The classic paper by Conway (1968) states organizations which design systems are constrained to produce designs which are copies of the communication structure of these organizations [1] (this has come to be known as Conway’s Law). In other words, if the teams involved in software production have shortcomings in their interpersonal relationships, the resulting technical architecture of the software is likely to be flawed. Since Conway, many researchers have invented various more detailed Process Patterns which describe the preferred relationships between team communication structure (the social network) and technical software architecture. Currently a wide collection of such Process Patterns exist suggesting optimal team compositions and task assignments depending on the modularity of the technical architecture. However, these Process Patterns usually have limited empirical validation and are very hard to implement and monitor in practice. The increasing use of agile methods and globally distributed development have made the implementation and monitoring of Process Patterns even harder. As a result, a software project manager does not know which Process Patterns are suitable to his project and currently has no methods and tools to successfully use Process Patterns. The TESNA project (Technical Social Network Analysis) we report on in this paper addresses these issues. We propose a method and a tool that a project manager can use in order to detect Social Technical Structure Clashes (STSC).

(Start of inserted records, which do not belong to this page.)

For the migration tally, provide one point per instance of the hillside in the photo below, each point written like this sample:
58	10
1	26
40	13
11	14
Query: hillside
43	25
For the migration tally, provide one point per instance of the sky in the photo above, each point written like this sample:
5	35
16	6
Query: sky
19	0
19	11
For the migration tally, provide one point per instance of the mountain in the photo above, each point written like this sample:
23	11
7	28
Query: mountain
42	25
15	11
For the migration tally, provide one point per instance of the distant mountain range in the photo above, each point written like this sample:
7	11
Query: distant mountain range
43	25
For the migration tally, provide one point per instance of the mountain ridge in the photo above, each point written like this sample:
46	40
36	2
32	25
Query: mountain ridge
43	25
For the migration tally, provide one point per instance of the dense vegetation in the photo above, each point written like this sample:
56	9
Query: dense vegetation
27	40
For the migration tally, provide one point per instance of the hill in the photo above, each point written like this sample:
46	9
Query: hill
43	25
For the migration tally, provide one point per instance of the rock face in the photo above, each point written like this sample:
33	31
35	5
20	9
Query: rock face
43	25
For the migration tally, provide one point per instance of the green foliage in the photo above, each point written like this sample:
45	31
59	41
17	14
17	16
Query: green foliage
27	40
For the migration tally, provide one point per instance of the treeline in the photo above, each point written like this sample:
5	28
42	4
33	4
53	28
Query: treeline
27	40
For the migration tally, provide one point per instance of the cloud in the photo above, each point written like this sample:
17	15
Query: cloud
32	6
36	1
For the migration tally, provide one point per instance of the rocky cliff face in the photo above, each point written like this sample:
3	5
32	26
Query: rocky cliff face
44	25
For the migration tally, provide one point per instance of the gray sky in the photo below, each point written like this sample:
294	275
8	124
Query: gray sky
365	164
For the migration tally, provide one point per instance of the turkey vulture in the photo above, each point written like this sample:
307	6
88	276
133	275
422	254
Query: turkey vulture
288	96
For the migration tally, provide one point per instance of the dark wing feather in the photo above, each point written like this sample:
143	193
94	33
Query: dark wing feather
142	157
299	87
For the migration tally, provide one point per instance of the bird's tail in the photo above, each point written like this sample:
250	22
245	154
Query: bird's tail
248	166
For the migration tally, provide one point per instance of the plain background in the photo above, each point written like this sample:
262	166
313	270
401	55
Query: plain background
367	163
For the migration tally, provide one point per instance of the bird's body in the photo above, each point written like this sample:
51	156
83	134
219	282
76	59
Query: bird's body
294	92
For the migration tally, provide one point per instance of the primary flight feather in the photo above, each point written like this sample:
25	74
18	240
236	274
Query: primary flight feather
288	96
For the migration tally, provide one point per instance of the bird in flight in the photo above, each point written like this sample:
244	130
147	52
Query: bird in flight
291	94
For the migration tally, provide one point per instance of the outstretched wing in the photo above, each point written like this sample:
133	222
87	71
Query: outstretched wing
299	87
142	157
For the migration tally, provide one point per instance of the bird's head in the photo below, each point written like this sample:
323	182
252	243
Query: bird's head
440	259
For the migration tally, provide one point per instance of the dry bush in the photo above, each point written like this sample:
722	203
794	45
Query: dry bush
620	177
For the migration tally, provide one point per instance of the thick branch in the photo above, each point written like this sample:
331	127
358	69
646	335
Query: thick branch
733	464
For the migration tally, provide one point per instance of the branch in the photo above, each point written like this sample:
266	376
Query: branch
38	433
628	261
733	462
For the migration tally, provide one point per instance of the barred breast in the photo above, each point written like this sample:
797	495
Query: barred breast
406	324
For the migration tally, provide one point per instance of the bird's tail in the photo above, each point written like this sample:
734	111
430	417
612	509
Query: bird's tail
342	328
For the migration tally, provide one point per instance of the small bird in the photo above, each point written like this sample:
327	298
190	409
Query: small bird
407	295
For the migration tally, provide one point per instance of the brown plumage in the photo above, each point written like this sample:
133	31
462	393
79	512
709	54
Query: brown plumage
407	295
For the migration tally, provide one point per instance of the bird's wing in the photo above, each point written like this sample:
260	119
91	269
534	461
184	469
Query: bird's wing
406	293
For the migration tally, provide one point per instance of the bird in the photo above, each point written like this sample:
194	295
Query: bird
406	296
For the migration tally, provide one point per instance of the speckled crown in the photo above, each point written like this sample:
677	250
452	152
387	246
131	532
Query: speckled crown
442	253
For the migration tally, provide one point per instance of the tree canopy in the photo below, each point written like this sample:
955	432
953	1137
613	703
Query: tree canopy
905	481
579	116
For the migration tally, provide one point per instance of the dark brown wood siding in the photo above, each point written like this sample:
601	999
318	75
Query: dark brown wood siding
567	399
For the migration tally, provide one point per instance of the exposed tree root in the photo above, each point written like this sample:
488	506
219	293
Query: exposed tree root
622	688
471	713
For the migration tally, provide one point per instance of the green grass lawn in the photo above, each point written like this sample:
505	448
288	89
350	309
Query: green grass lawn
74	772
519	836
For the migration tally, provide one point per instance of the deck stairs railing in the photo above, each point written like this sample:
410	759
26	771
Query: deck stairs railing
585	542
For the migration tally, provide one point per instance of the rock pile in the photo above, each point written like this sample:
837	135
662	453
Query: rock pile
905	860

STSC occurs if and when there exists a Socio-Technical Pattern (patterns involving problems related to both the social and technical aspects of the software process) that indicates that the social network of the software development team does not match the technical dependencies within the software architecture under development These STSCs are thus indicative of coordination problems in a software development organization. We claim that continuous and early detection of STSCs can help project managers in monitoring the software development process and enable them to take action whenever a STSC occurs. We test the method and tool in a case study of a small and innovative software product company. The approach is illustrated below in Figure 1. The results of the study show that the method and tool support the project manager to implement Socio-Technical Patterns and use them to redesign the social network and/or technical architecture during development. Surprisingly, even in the relatively small development team that collaborates closely, STSCs occurred that the project manager was astonished by.